It's reactions like this that make companies not want to even try. "People are going to bitch whether we sell to the police or not so there is no upside to stopping". Why not have a little positivity that AWS is finally restricting access to their technology beyond what is legally required?
We should be positive about public pressure having an effect on large corporations. We should not be positive about a large corporation making the calculated decision that a tiny drop in revenue is worth the advertisement and good press that comes with it.
What percent of AWS revenue is from Rekognition? Probably a rounding error.
because there's generally much cynicism about piecemeal measures in regard to surveillance. Over the past, it's been exceedingly common that both private firms, as well as legislators, halt some program or legislation only to bring it back a year or two later.
Arguably we need a much more principled, stronger stance on opposition to mass surveillance period. Companies that understand the ethical obligations should get out of it completely.
Go all in then. Disallow the use of the technology without independent oversight. But don't do a half hearted measure because you're unwilling to commit, or you're going to grasp for some positive PR.
> Why not have a little positivity that AWS is finally restricting access to their technology beyond what is legally required?
Because it's not enough. "Please sir, may I have some more" is not how you address the weaponization of technology by a trillion dollar org.
Why do we need to demand all or nothing? AWS is never going to allow for independent oversight - not even Google does that. Demanding this just means that AWS would never make any improvements.
Independent oversight? So .. like from a government? Cause that's the definition of independent, from the people for the people. And if the next answer is "that's not how government is in reality" neither is any other 'independent' oversight. Humans are easily corruptible. We better find a solution for this problem or all that will happen is an endless line of watchers watching other watchers.
Humans are the only solution. Rational humans are never going to rely on technology alone for enforcement, governance, and/or oversight. If you have a problem with the humans currently making decisions, find better humans. Checks and balances.
Don't like the Big Tech corporate surveillance state? Write better laws regulating them. Don't like the people writing laws currently? Vote and run against them. Still not heard? There are yet more avenues for recourse.
The idea that technology is going to fix these problems holds no basis in reality.
Seems I misunderstood your previous post, cause everything you wrote I agree with completely.
My only point here is: Currently, people do not trust independent oversight (read: government). And there are probably a few good reasons. So, I don't see how saying "Amazon should only sell this technology with independent oversight" fixes anything as long as the trust problem isn't solved.
> Independent oversight? So .. like from a government? Cause that's the definition of independent, from the people for the people.
If you do truly hold the belief that governments are "the definition of independent", and that all governments act solely in the best interests of their own citizens...well, to borrow some words from Public Enemy: Can't do nuttin' for ya man.
We're literally talking about the government using facial recognition with no oversight and little public debate and no consent from the public, so you wouldn't have an excuse for coming out with this "government is all of us working together" lorem ipsum even if you were born 30 seconds before the article was posted and didn't know anything about the way that governments actually behave in practice.

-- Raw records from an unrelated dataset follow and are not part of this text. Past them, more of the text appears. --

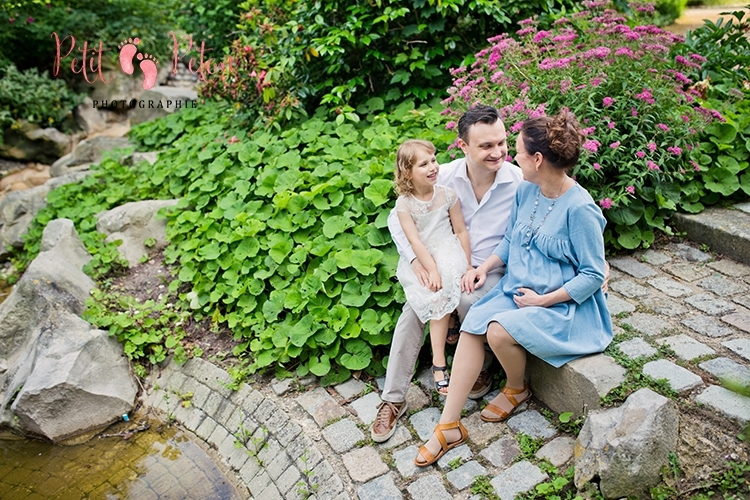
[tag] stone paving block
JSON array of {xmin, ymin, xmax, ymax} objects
[
  {"xmin": 257, "ymin": 438, "xmax": 282, "ymax": 466},
  {"xmin": 696, "ymin": 385, "xmax": 750, "ymax": 424},
  {"xmin": 216, "ymin": 400, "xmax": 239, "ymax": 429},
  {"xmin": 447, "ymin": 460, "xmax": 488, "ymax": 491},
  {"xmin": 643, "ymin": 294, "xmax": 690, "ymax": 317},
  {"xmin": 723, "ymin": 338, "xmax": 750, "ymax": 362},
  {"xmin": 276, "ymin": 420, "xmax": 303, "ymax": 448},
  {"xmin": 264, "ymin": 408, "xmax": 290, "ymax": 435},
  {"xmin": 357, "ymin": 472, "xmax": 403, "ymax": 500},
  {"xmin": 335, "ymin": 378, "xmax": 367, "ymax": 400},
  {"xmin": 616, "ymin": 337, "xmax": 657, "ymax": 359},
  {"xmin": 208, "ymin": 424, "xmax": 230, "ymax": 449},
  {"xmin": 266, "ymin": 450, "xmax": 292, "ymax": 482},
  {"xmin": 256, "ymin": 482, "xmax": 281, "ymax": 500},
  {"xmin": 674, "ymin": 243, "xmax": 712, "ymax": 262},
  {"xmin": 393, "ymin": 445, "xmax": 421, "ymax": 478},
  {"xmin": 529, "ymin": 354, "xmax": 626, "ymax": 416},
  {"xmin": 607, "ymin": 294, "xmax": 635, "ymax": 316},
  {"xmin": 462, "ymin": 412, "xmax": 505, "ymax": 446},
  {"xmin": 271, "ymin": 378, "xmax": 293, "ymax": 396},
  {"xmin": 621, "ymin": 312, "xmax": 670, "ymax": 337},
  {"xmin": 643, "ymin": 359, "xmax": 703, "ymax": 392},
  {"xmin": 647, "ymin": 277, "xmax": 693, "ymax": 297},
  {"xmin": 239, "ymin": 456, "xmax": 261, "ymax": 485},
  {"xmin": 406, "ymin": 383, "xmax": 431, "ymax": 412},
  {"xmin": 610, "ymin": 256, "xmax": 658, "ymax": 278},
  {"xmin": 203, "ymin": 391, "xmax": 224, "ymax": 417},
  {"xmin": 276, "ymin": 465, "xmax": 302, "ymax": 498},
  {"xmin": 349, "ymin": 391, "xmax": 381, "ymax": 425},
  {"xmin": 697, "ymin": 275, "xmax": 749, "ymax": 296},
  {"xmin": 664, "ymin": 262, "xmax": 712, "ymax": 282},
  {"xmin": 657, "ymin": 334, "xmax": 715, "ymax": 360},
  {"xmin": 229, "ymin": 383, "xmax": 254, "ymax": 406},
  {"xmin": 322, "ymin": 418, "xmax": 364, "ymax": 453},
  {"xmin": 642, "ymin": 250, "xmax": 672, "ymax": 265},
  {"xmin": 479, "ymin": 436, "xmax": 522, "ymax": 467},
  {"xmin": 183, "ymin": 408, "xmax": 207, "ymax": 432},
  {"xmin": 342, "ymin": 447, "xmax": 389, "ymax": 482},
  {"xmin": 535, "ymin": 436, "xmax": 575, "ymax": 467},
  {"xmin": 254, "ymin": 398, "xmax": 277, "ymax": 426},
  {"xmin": 240, "ymin": 388, "xmax": 266, "ymax": 417},
  {"xmin": 376, "ymin": 376, "xmax": 386, "ymax": 391},
  {"xmin": 218, "ymin": 431, "xmax": 237, "ymax": 459},
  {"xmin": 195, "ymin": 417, "xmax": 218, "ymax": 442},
  {"xmin": 313, "ymin": 465, "xmax": 345, "ymax": 498},
  {"xmin": 722, "ymin": 312, "xmax": 750, "ymax": 334},
  {"xmin": 410, "ymin": 407, "xmax": 442, "ymax": 440},
  {"xmin": 378, "ymin": 425, "xmax": 412, "ymax": 450},
  {"xmin": 682, "ymin": 315, "xmax": 734, "ymax": 337},
  {"xmin": 248, "ymin": 469, "xmax": 272, "ymax": 497},
  {"xmin": 699, "ymin": 357, "xmax": 750, "ymax": 387},
  {"xmin": 610, "ymin": 279, "xmax": 650, "ymax": 298},
  {"xmin": 708, "ymin": 259, "xmax": 750, "ymax": 277},
  {"xmin": 407, "ymin": 474, "xmax": 453, "ymax": 500},
  {"xmin": 685, "ymin": 294, "xmax": 737, "ymax": 316},
  {"xmin": 188, "ymin": 382, "xmax": 211, "ymax": 411},
  {"xmin": 507, "ymin": 410, "xmax": 557, "ymax": 439},
  {"xmin": 734, "ymin": 295, "xmax": 750, "ymax": 310},
  {"xmin": 490, "ymin": 461, "xmax": 548, "ymax": 500},
  {"xmin": 227, "ymin": 442, "xmax": 250, "ymax": 471},
  {"xmin": 437, "ymin": 443, "xmax": 473, "ymax": 470},
  {"xmin": 295, "ymin": 387, "xmax": 347, "ymax": 427}
]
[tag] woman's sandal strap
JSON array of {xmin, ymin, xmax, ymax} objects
[
  {"xmin": 416, "ymin": 445, "xmax": 436, "ymax": 465},
  {"xmin": 501, "ymin": 385, "xmax": 528, "ymax": 407},
  {"xmin": 482, "ymin": 402, "xmax": 509, "ymax": 420}
]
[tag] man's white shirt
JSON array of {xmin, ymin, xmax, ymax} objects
[{"xmin": 388, "ymin": 157, "xmax": 523, "ymax": 268}]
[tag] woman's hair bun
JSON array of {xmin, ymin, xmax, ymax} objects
[{"xmin": 546, "ymin": 110, "xmax": 583, "ymax": 162}]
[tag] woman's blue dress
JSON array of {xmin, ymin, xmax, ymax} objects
[{"xmin": 461, "ymin": 181, "xmax": 613, "ymax": 367}]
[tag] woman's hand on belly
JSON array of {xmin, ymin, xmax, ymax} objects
[{"xmin": 513, "ymin": 287, "xmax": 546, "ymax": 308}]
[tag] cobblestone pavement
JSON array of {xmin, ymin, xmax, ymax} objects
[{"xmin": 145, "ymin": 239, "xmax": 750, "ymax": 499}]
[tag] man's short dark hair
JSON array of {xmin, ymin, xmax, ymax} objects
[{"xmin": 457, "ymin": 105, "xmax": 501, "ymax": 143}]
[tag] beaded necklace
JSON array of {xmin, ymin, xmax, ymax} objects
[{"xmin": 523, "ymin": 178, "xmax": 568, "ymax": 251}]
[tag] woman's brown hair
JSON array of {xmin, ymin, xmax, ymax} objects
[{"xmin": 520, "ymin": 110, "xmax": 583, "ymax": 170}]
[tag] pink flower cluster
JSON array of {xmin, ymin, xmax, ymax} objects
[
  {"xmin": 634, "ymin": 88, "xmax": 655, "ymax": 104},
  {"xmin": 583, "ymin": 140, "xmax": 601, "ymax": 153},
  {"xmin": 599, "ymin": 198, "xmax": 613, "ymax": 209},
  {"xmin": 667, "ymin": 146, "xmax": 682, "ymax": 155},
  {"xmin": 647, "ymin": 161, "xmax": 659, "ymax": 170},
  {"xmin": 603, "ymin": 96, "xmax": 615, "ymax": 107}
]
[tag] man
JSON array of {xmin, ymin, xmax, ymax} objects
[{"xmin": 372, "ymin": 105, "xmax": 523, "ymax": 443}]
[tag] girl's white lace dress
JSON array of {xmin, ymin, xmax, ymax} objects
[{"xmin": 395, "ymin": 185, "xmax": 468, "ymax": 323}]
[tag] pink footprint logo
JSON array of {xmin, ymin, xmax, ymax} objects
[{"xmin": 117, "ymin": 37, "xmax": 158, "ymax": 90}]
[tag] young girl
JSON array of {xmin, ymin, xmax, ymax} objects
[{"xmin": 393, "ymin": 139, "xmax": 472, "ymax": 395}]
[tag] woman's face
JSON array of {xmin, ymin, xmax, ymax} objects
[{"xmin": 515, "ymin": 134, "xmax": 539, "ymax": 183}]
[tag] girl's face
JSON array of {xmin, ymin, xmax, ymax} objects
[{"xmin": 409, "ymin": 148, "xmax": 439, "ymax": 192}]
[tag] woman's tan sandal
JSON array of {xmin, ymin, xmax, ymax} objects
[
  {"xmin": 414, "ymin": 420, "xmax": 468, "ymax": 467},
  {"xmin": 480, "ymin": 384, "xmax": 532, "ymax": 423}
]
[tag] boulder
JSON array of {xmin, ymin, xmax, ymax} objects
[
  {"xmin": 95, "ymin": 199, "xmax": 179, "ymax": 266},
  {"xmin": 574, "ymin": 388, "xmax": 679, "ymax": 498},
  {"xmin": 11, "ymin": 311, "xmax": 137, "ymax": 443},
  {"xmin": 0, "ymin": 120, "xmax": 77, "ymax": 163},
  {"xmin": 0, "ymin": 219, "xmax": 137, "ymax": 442},
  {"xmin": 50, "ymin": 135, "xmax": 132, "ymax": 177},
  {"xmin": 130, "ymin": 86, "xmax": 198, "ymax": 125},
  {"xmin": 0, "ymin": 171, "xmax": 92, "ymax": 261},
  {"xmin": 74, "ymin": 97, "xmax": 131, "ymax": 139},
  {"xmin": 528, "ymin": 354, "xmax": 626, "ymax": 417},
  {"xmin": 87, "ymin": 58, "xmax": 170, "ymax": 107},
  {"xmin": 0, "ymin": 164, "xmax": 50, "ymax": 193}
]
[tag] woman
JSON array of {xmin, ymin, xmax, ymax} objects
[{"xmin": 415, "ymin": 110, "xmax": 613, "ymax": 466}]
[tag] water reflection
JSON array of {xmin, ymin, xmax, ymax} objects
[{"xmin": 0, "ymin": 418, "xmax": 242, "ymax": 499}]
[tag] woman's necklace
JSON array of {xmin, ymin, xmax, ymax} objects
[{"xmin": 523, "ymin": 177, "xmax": 568, "ymax": 251}]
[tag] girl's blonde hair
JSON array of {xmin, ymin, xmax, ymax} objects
[{"xmin": 394, "ymin": 139, "xmax": 436, "ymax": 195}]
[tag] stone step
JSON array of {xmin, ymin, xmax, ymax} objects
[{"xmin": 671, "ymin": 203, "xmax": 750, "ymax": 266}]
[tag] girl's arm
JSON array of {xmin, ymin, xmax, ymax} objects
[
  {"xmin": 448, "ymin": 200, "xmax": 472, "ymax": 270},
  {"xmin": 396, "ymin": 210, "xmax": 442, "ymax": 291}
]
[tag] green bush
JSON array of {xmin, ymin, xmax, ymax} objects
[
  {"xmin": 441, "ymin": 1, "xmax": 725, "ymax": 250},
  {"xmin": 167, "ymin": 0, "xmax": 243, "ymax": 55},
  {"xmin": 200, "ymin": 0, "xmax": 578, "ymax": 125},
  {"xmin": 0, "ymin": 63, "xmax": 84, "ymax": 131},
  {"xmin": 0, "ymin": 0, "xmax": 175, "ymax": 74}
]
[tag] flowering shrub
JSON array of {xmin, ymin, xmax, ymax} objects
[{"xmin": 441, "ymin": 1, "xmax": 724, "ymax": 249}]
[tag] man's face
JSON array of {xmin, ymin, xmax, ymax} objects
[{"xmin": 458, "ymin": 120, "xmax": 508, "ymax": 174}]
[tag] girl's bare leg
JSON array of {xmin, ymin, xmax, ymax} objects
[
  {"xmin": 416, "ymin": 332, "xmax": 485, "ymax": 463},
  {"xmin": 481, "ymin": 322, "xmax": 530, "ymax": 418}
]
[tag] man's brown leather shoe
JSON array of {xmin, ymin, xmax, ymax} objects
[
  {"xmin": 371, "ymin": 401, "xmax": 407, "ymax": 443},
  {"xmin": 468, "ymin": 368, "xmax": 492, "ymax": 399}
]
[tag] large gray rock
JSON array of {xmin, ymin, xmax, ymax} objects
[
  {"xmin": 0, "ymin": 219, "xmax": 137, "ymax": 442},
  {"xmin": 574, "ymin": 388, "xmax": 679, "ymax": 498},
  {"xmin": 130, "ymin": 86, "xmax": 198, "ymax": 125},
  {"xmin": 95, "ymin": 199, "xmax": 179, "ymax": 266},
  {"xmin": 74, "ymin": 97, "xmax": 131, "ymax": 138},
  {"xmin": 0, "ymin": 171, "xmax": 92, "ymax": 260},
  {"xmin": 0, "ymin": 120, "xmax": 77, "ymax": 163},
  {"xmin": 528, "ymin": 354, "xmax": 626, "ymax": 416},
  {"xmin": 50, "ymin": 135, "xmax": 132, "ymax": 177},
  {"xmin": 672, "ymin": 207, "xmax": 750, "ymax": 266}
]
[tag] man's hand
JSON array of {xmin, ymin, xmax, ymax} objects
[
  {"xmin": 411, "ymin": 259, "xmax": 430, "ymax": 289},
  {"xmin": 513, "ymin": 287, "xmax": 546, "ymax": 308},
  {"xmin": 461, "ymin": 267, "xmax": 486, "ymax": 293}
]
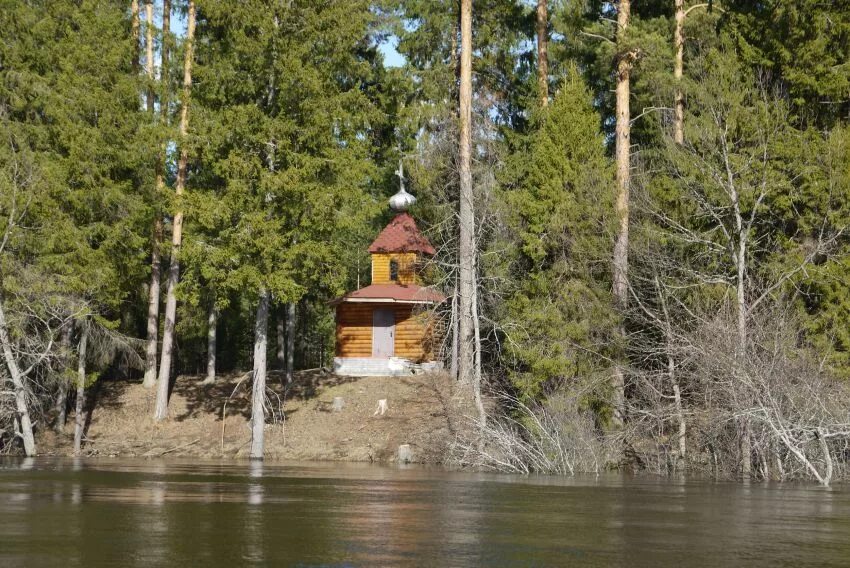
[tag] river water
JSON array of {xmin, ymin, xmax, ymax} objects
[{"xmin": 0, "ymin": 458, "xmax": 848, "ymax": 567}]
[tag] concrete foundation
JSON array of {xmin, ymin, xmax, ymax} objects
[{"xmin": 333, "ymin": 357, "xmax": 443, "ymax": 377}]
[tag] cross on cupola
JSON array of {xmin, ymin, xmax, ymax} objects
[
  {"xmin": 390, "ymin": 159, "xmax": 416, "ymax": 212},
  {"xmin": 331, "ymin": 158, "xmax": 445, "ymax": 376}
]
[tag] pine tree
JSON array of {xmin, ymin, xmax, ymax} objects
[{"xmin": 155, "ymin": 0, "xmax": 195, "ymax": 421}]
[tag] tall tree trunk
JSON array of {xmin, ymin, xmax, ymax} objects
[
  {"xmin": 450, "ymin": 4, "xmax": 460, "ymax": 108},
  {"xmin": 54, "ymin": 322, "xmax": 72, "ymax": 433},
  {"xmin": 736, "ymin": 219, "xmax": 751, "ymax": 478},
  {"xmin": 73, "ymin": 322, "xmax": 89, "ymax": 456},
  {"xmin": 536, "ymin": 0, "xmax": 549, "ymax": 107},
  {"xmin": 457, "ymin": 0, "xmax": 476, "ymax": 388},
  {"xmin": 143, "ymin": 224, "xmax": 162, "ymax": 388},
  {"xmin": 0, "ymin": 299, "xmax": 36, "ymax": 456},
  {"xmin": 450, "ymin": 290, "xmax": 459, "ymax": 380},
  {"xmin": 144, "ymin": 1, "xmax": 154, "ymax": 112},
  {"xmin": 155, "ymin": 0, "xmax": 195, "ymax": 420},
  {"xmin": 611, "ymin": 0, "xmax": 632, "ymax": 428},
  {"xmin": 285, "ymin": 302, "xmax": 295, "ymax": 384},
  {"xmin": 250, "ymin": 289, "xmax": 269, "ymax": 460},
  {"xmin": 203, "ymin": 303, "xmax": 217, "ymax": 384},
  {"xmin": 673, "ymin": 0, "xmax": 685, "ymax": 144},
  {"xmin": 143, "ymin": 0, "xmax": 170, "ymax": 388},
  {"xmin": 656, "ymin": 277, "xmax": 685, "ymax": 465},
  {"xmin": 131, "ymin": 0, "xmax": 140, "ymax": 72},
  {"xmin": 276, "ymin": 306, "xmax": 285, "ymax": 371},
  {"xmin": 472, "ymin": 275, "xmax": 486, "ymax": 430}
]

You come so very close to getting it, in that you acknowledge that this isn't how governments work in reality, and then you're like "well neither is anything else though" as if that is somehow an argument for a strategy that you kinda-acknowledge cannot work.
And FWIW: I agree, it's fucked, it needs to stop, both in the public and private sector, and anyone that works on such tech should be shunned. But your assumptions are false to fact.
Bottomless cynicism gets us nowhere. It's far from done, but unless there's some evidence that they are still selling Rekognition to the police, this is a positive development in the field of facial recognition.
It is a one year moratorium. They aren't even getting out for good. They are pausing it, hoping this issue will be forgotten about it a year, and then they will resume making money off it.
Closing a profit generating business line is all more difficult than closing an unproven one. Props to folks at Amazon, this a change for the better.
I'm wary about their competitors though. Looks like an opportunity for Microsoft to monopolise the face recognition software market. Can't think of any market force to solve this, and regulation would probably leave a lot of room to game the system.